The first thing we need to do is make sure types with the same spelling are all regarded as representing the same group regardless of case. This can be done using the string, substring and upcase commands.
STRING TYPE2 (A10). COMPUTE TYPE2 = UPCASE(SUBSTR(TYPE,1,5)). EXE.
We then need to create a single column representing the number of times a particular message was sent in a week. This is done by decoupling the number from each rate and saving this as a numerical variable.
STRING COUNT(A1). COMPUTE COUNT=SUBSTR(FREQUENCY,1,1). EXE. RECODE COUNT (CONVERT) INTO COUNTN. EXE.
The number of times each particular message is sent per week can then be computed by looking for a particular character string and multiplying the number we have just obtained by a quantity dependent on this string.

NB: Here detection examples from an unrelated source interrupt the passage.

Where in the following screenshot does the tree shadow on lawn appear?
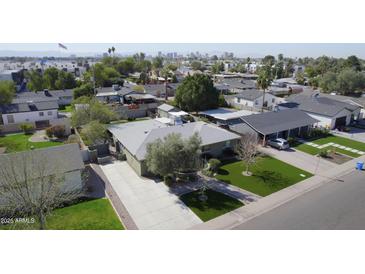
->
[252,170,288,187]
[181,189,243,211]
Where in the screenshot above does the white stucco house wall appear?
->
[0,99,58,126]
[278,95,361,129]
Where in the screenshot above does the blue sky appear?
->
[0,43,365,58]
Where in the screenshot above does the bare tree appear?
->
[0,150,82,229]
[236,134,258,176]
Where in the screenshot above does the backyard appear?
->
[0,199,124,230]
[216,156,313,196]
[180,189,244,222]
[293,135,365,158]
[0,133,63,153]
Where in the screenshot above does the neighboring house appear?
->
[199,108,258,127]
[278,93,361,129]
[0,144,85,196]
[229,109,318,143]
[228,89,282,110]
[96,85,137,104]
[16,89,73,106]
[108,120,240,176]
[157,104,180,118]
[157,104,189,125]
[143,83,179,98]
[216,78,256,93]
[0,97,59,128]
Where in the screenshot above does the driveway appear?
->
[331,127,365,143]
[100,161,202,229]
[260,147,338,174]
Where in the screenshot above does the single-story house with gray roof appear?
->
[228,89,282,110]
[278,93,361,129]
[0,97,59,127]
[108,120,240,176]
[229,109,319,143]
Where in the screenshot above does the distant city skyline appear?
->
[0,43,365,59]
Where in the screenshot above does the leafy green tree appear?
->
[336,69,365,95]
[345,55,362,71]
[43,67,59,90]
[257,66,273,112]
[73,83,94,99]
[55,70,77,89]
[116,57,136,75]
[0,81,15,105]
[295,72,305,85]
[284,59,294,77]
[262,55,275,67]
[25,69,44,91]
[71,97,117,127]
[319,72,337,92]
[81,121,108,145]
[175,74,219,111]
[146,133,201,177]
[152,56,163,70]
[212,62,224,74]
[191,61,203,71]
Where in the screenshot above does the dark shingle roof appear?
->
[0,144,84,180]
[0,100,58,114]
[235,89,262,101]
[241,109,318,135]
[280,95,359,117]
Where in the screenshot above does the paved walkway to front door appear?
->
[100,161,202,229]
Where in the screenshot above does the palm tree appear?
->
[257,66,272,112]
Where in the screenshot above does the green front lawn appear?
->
[0,199,124,230]
[294,135,365,158]
[216,156,313,196]
[60,105,73,112]
[0,133,63,153]
[180,189,243,222]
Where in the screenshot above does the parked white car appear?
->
[267,138,289,150]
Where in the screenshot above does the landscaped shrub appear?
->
[66,134,81,144]
[117,152,127,161]
[53,125,66,138]
[208,158,221,172]
[163,174,175,186]
[20,123,34,134]
[202,169,214,177]
[288,137,297,146]
[46,125,66,138]
[318,149,328,158]
[46,127,53,138]
[309,128,330,138]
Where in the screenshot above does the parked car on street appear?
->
[267,138,289,150]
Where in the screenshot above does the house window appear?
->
[7,115,14,124]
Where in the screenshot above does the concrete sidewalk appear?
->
[190,156,365,230]
[259,147,338,174]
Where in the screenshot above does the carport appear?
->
[241,109,318,144]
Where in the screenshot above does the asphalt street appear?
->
[233,171,365,230]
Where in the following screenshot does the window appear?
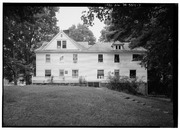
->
[114,70,119,76]
[65,70,68,74]
[57,41,61,48]
[45,70,51,77]
[114,54,119,62]
[97,70,104,79]
[62,41,66,48]
[73,54,78,63]
[130,70,136,78]
[59,56,64,62]
[98,54,103,62]
[46,54,51,62]
[72,70,78,78]
[59,70,64,76]
[132,54,143,61]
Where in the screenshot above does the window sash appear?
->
[98,54,103,62]
[130,70,136,78]
[132,54,143,61]
[73,54,78,63]
[114,54,119,62]
[97,70,104,79]
[72,70,78,78]
[62,41,66,48]
[57,41,61,48]
[114,70,119,76]
[45,70,51,77]
[59,70,64,76]
[46,54,51,62]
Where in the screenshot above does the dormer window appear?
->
[57,40,67,49]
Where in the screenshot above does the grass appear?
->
[3,85,173,127]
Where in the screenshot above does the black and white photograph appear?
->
[2,2,178,128]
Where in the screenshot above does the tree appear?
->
[3,4,58,85]
[68,24,96,44]
[82,4,177,100]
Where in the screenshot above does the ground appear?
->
[3,85,173,127]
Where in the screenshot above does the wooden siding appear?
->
[36,53,147,82]
[45,33,78,50]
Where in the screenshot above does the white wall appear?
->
[45,33,77,50]
[36,53,147,82]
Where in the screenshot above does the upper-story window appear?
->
[73,54,78,63]
[57,40,67,49]
[59,56,64,62]
[98,54,103,62]
[114,70,119,76]
[57,41,61,48]
[115,45,122,50]
[114,54,119,63]
[72,70,78,78]
[97,70,104,79]
[132,54,143,61]
[46,54,51,62]
[45,70,51,77]
[129,70,136,78]
[62,41,66,48]
[59,70,64,76]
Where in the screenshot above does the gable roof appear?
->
[77,42,92,48]
[35,31,146,52]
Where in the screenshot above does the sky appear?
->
[56,7,105,41]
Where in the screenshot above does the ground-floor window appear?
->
[45,70,51,77]
[114,70,119,76]
[97,70,104,79]
[72,70,78,78]
[130,70,136,78]
[59,70,64,76]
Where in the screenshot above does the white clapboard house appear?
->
[32,31,147,90]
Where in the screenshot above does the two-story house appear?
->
[32,31,147,93]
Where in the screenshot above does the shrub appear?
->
[107,75,140,95]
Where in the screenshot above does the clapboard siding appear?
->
[36,53,147,81]
[45,33,78,50]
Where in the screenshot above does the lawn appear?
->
[3,85,173,127]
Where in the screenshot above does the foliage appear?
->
[68,24,96,44]
[107,75,141,95]
[82,4,177,100]
[3,4,58,84]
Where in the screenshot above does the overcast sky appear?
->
[56,7,105,41]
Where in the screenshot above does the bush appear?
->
[107,76,140,95]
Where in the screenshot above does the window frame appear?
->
[57,40,62,49]
[45,69,52,77]
[62,40,67,49]
[46,54,51,63]
[72,69,79,78]
[132,54,143,61]
[97,70,104,79]
[114,69,120,76]
[59,69,64,77]
[73,54,78,63]
[129,70,136,79]
[114,54,120,63]
[98,54,103,63]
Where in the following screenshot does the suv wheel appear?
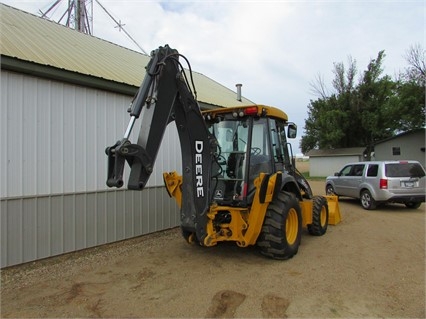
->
[361,190,377,210]
[404,202,422,209]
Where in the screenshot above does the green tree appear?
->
[300,47,425,153]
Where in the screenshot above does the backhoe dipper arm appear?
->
[106,45,219,242]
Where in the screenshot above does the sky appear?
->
[0,0,426,155]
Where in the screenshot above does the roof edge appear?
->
[1,55,138,96]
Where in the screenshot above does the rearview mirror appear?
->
[287,122,297,138]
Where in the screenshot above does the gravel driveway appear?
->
[1,182,425,318]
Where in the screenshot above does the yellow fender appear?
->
[324,195,342,225]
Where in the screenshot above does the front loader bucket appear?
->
[324,195,342,225]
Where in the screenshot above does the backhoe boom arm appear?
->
[106,45,218,240]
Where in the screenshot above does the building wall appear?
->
[0,70,181,267]
[374,130,426,167]
[309,155,362,177]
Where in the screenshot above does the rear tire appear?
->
[257,191,302,259]
[308,196,328,236]
[361,190,377,210]
[404,202,422,209]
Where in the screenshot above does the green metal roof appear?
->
[0,4,253,107]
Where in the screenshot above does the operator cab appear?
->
[205,107,295,207]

For example a message signified by '4-W' = 4x7 = 28 messages sent per week.
This is achieved using the DO IF command to create the number of times each message is sent per week (NPW) .

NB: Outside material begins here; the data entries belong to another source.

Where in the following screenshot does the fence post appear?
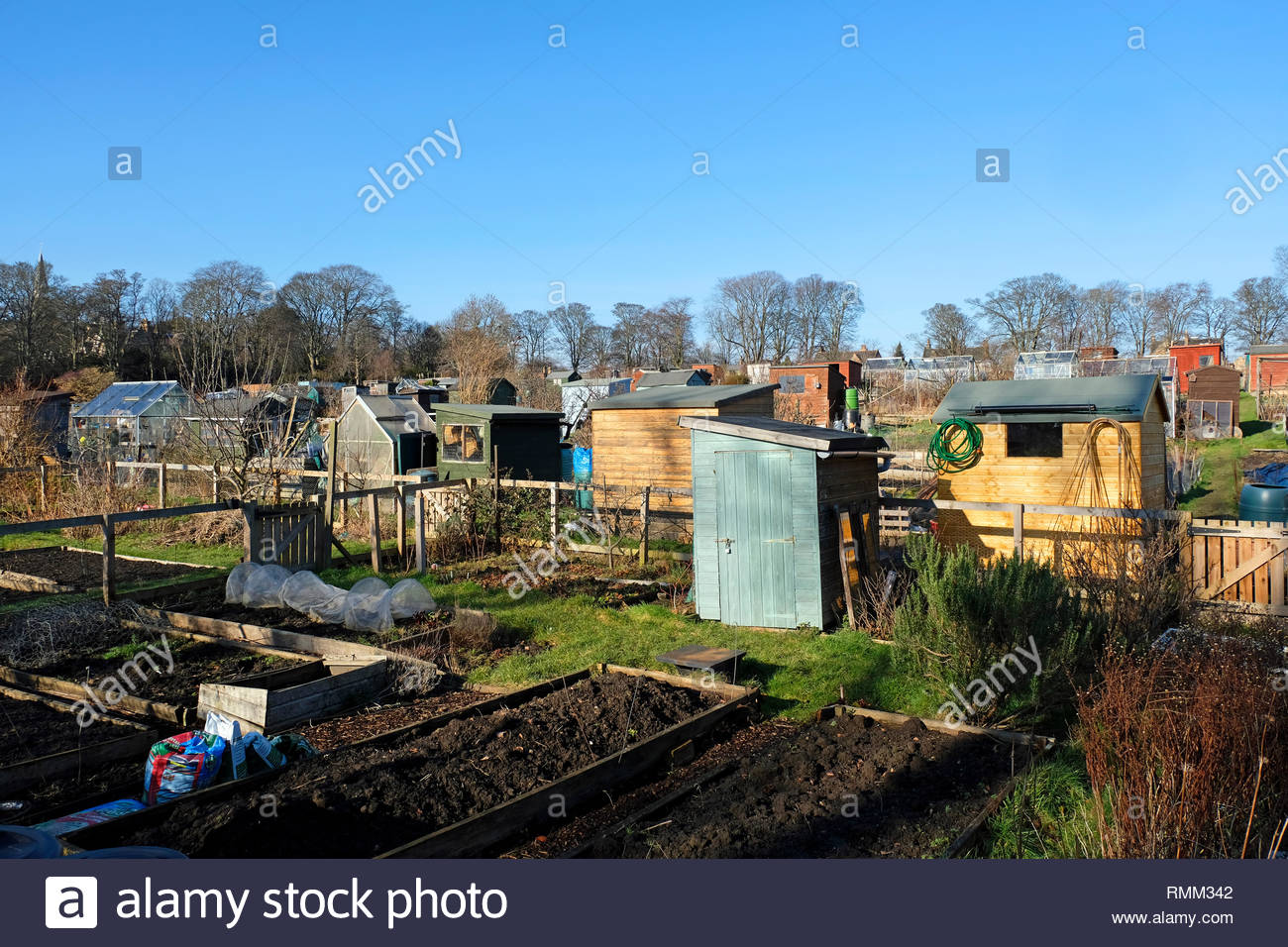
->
[413,489,426,575]
[640,487,649,566]
[368,493,380,575]
[394,487,407,569]
[550,484,559,543]
[103,513,116,605]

DO IF INDEX(UPCASE(FREQUENCY),"D ")>0. COMPUTE NPW = COUNTN*7. COMPUTE DAILY =1. ELSE IF INDEX(UPCASE(FREQUENCY),"W ")>0. COMPUTE NPW = COUNTN. COMPUTE DAILY=0. ELSE IF INDEX(UPCASE(FREQUENCY),"-Y ")>0. COMPUTE NPW = COUNTN/52. COMPUTE DAILY=0. ELSE IF INDEX(UPCASE(FREQUENCY),"YEAR ")>0. COMPUTE NPW = COUNTN/52. COMPUTE DAILY=0. ELSE IF INDEX(UPCASE(FREQUENCY),"M ")>0. COMPUTE NPW = COUNTN/4. COMPUTE DAILY=0. ELSE IF INDEX(UPCASE(FREQUENCY),"OFF")>0. COMPUTE NPW = COUNTN/52. COMPUTE DAILY=0. END IF. EXE.

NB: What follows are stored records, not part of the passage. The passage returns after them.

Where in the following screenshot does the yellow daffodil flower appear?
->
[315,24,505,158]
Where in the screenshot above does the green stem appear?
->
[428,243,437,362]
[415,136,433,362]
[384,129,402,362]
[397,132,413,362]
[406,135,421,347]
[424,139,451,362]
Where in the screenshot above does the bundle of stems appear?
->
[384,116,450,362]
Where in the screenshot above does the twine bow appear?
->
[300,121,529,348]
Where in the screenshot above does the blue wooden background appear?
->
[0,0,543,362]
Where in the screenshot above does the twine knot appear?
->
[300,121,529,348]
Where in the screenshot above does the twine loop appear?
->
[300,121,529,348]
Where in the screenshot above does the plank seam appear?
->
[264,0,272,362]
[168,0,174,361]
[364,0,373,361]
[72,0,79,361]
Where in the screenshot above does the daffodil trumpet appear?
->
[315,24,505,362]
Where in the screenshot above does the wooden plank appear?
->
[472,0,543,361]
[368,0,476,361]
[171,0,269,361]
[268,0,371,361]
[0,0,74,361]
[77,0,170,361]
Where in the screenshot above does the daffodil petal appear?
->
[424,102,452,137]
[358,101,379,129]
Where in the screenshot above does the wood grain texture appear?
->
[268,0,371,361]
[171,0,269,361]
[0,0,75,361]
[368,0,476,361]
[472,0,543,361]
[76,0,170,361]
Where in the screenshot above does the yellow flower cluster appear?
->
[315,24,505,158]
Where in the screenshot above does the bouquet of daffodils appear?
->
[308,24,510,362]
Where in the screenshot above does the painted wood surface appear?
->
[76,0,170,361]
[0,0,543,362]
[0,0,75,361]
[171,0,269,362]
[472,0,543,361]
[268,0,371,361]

There may be a few cases where a rate has been expressed in a non-standard way (such as 2-D Mon-Thurs) has been entered and these will need to be entered manually. These can be identified by using the SORT CASES command which will sort the number per week (NPW) variable such that the cases at the top of the file will represent the non-standard rates.
SORT CASES BY NPW. EXE.
We need to do one final thing before we can obtain frequencies for each message type. If we ask for frequencies we will only obtain the number of different messages of a particular type. To take into account repeated messages we use the weight command to tell SPSS how many times per week each message is repeated.
weight by NPW. frequencies vars=type2. exe.
We can also obtain the number of messages sent per week per client in the same way.
weight by NPW. frequencies vars=Client_ID. exe.
When we have finished we swithc off the weight so that each row now returns to representing just one frequency.
WEIGHT OFF.
* DEFINE PAGER OR MOBILE MESSAGE USER
We can also obtain two-way frequency classifications for subgroups of types of data (e.g. for mobile users and pager users) using the SORT CASES and SPLIT FILE commands which reformat the data so that it duplicates whatever syntax commands we issue. As witht her WEIGHT command we also need to switch this facility off when we have finished using it.
SORT CASES BY PAGER_CLIENT. EXE. SPLIT FILE BY PAGER_CLIENT. weight by NPW. frequencies vars=type2. exe. WEIGHT OFF. SPLIT FILE OFF.